Abu Hurairah berkata, ‘Kekasihku, Muhammad SAW, berwasiat dengan tiga hal, (sholat) witir sebelum tidur, puasa tiga hari di setiap bulan, dan salat dhuha.
Walaupun wasiat itu memang diberikan Rasulullah kepada Abu Hurairah. Namun bukan berarti khusus untuk Abu Hurairah, semua orang bisa mengerjakannya.
1. Shalat witir sebelum tidur
Syaikh ‘Abdurrahman bin Nashir As Sa’di mengatakan, “Disunnahkan melakukan witir di awal malam (sebelum tidur) karena dua kondisi:
– Khawatir tidak bisa bangun di akhir malam.

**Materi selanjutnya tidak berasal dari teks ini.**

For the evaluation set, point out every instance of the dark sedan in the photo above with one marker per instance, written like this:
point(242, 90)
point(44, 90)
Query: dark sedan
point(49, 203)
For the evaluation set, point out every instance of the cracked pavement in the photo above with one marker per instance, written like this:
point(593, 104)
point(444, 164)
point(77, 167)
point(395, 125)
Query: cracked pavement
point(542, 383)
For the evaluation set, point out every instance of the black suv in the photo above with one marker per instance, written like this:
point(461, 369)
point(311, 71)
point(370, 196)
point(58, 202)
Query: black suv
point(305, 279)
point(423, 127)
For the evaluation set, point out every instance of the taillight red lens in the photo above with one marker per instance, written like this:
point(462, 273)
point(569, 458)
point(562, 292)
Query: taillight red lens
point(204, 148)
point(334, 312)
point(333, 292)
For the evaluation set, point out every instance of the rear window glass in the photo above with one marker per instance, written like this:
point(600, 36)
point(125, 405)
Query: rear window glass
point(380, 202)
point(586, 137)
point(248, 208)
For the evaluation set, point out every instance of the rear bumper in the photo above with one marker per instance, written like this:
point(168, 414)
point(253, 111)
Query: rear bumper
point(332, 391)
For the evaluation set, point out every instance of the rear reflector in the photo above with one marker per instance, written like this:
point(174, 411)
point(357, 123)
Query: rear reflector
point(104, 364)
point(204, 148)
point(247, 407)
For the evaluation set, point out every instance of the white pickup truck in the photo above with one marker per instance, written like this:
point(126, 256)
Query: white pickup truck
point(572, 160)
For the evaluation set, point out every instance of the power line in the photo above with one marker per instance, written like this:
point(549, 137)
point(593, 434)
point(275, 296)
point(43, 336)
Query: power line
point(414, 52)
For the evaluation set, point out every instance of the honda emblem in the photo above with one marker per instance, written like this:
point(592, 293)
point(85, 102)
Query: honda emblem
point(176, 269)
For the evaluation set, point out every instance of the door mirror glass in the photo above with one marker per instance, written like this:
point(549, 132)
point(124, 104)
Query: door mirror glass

– Melaksanakan qiyam Ramadhan (shalat tarawih) lalu ditutup dengan witir. Yang afdhol memang adalah mengikuti imam mengerjakan witir di awal malam.
Siapa yang ingin melakukan shalat malam, maka ia boleh mengerjakannya tanpa witir lagi. Karena dalam hadits lainnya disebutkan,
لَا وِتْرَانِ فِي لَيْلَةٍ
“Tidak ada dua witir dalam satu malam.“[1] (Syarh ‘Umdatul Ahkam, hal. 364).
Shalat Witir tidaklah memiliki jumlah raka’at tertentu, namun jumlahnya yang paling sedikit adalah satu raka’at, berdasarkan sabda Nabi Shallallahu ‘alaihi wa sallam:
اَلْوِتْرُ رَكْعَةٌ مِنْ آخِرِ اللَّيْلِ.
“Shalat Witir itu satu raka’at di akhir malam.” [HR. Muslim]
Shalat Witir yang paling utama adalah sebelas raka’at, yang dilakukan dua raka’at dua raka’at, dan diganjilkan dengan satu raka’at, berdasarkan ucapan ‘Aisyah Radhiyallahu anhuma:
كَانَ رَسُوْلُ اللهِ صَلَّى اللهُ عَلَيْهِ وَسَلَّمَ ، يُصَلِّي بِاللَّيْلِ إِحْدَى عَشْرَةَ رَكْعَةً، يُوْتِرُ مِنْهَا بِوَاحِدَةٍ.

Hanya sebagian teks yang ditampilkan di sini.